Pendant deux jours, les meetings clients s’enchaînent. Votre CEO, a repris son sourire ultrabrite. Vous passez même un bon moment à voir ses sourcils arqués en plein effort devant l’anglais très très très approximatif du dernier client de la journée .

Client Meetings, check.

Le lendemain matin, Le journaliste des Echos n’a pas baillé. Check.

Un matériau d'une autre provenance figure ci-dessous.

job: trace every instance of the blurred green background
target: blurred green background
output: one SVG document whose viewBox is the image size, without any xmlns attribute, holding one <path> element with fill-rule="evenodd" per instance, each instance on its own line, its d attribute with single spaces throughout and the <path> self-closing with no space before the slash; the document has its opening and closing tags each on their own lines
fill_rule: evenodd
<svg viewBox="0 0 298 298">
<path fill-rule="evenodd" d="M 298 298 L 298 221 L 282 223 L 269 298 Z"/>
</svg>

Entre deux rendez vous près des Champs, vous accompagnez votre CEO chez Ladurée ou Pierre Hermé “Do you think they can accomodate seven different packages for the leadership team...They are so gorgeous”...I can, bien sûr, John/Cynthia/Richard….Et là vous vous demandez les bras chargés de paquets comment ils font chez  les Allemands et avec quoi les américains reviennent.

Macarons. Check.

Vers 15h30, 9h30 heure US, votre CEO commence généralement directement dans le taxi, ses phone calls aux US en hurlant. C’est là que vous levez un voile charmant sur le petit coin de Paradis des boards meetings. Et vous comprenez soudain le sens de “Don’t fuck with John/Cynthia/Richard”.

L’après-midi continue...Vous rencontrez deux partenaires, deux autres clients, une startup à éventuellement racheter dans un incubateur. Check, check, Check.

On est Vendredi soir. Il est 21h47, je vais retrouver mes enfants. Contrairement à mai dernier je n’ai pas à organiser le week-end de Cynthia/John/Richard à Paris.
Je viens de mettre mon CEO dans l’avion. Check.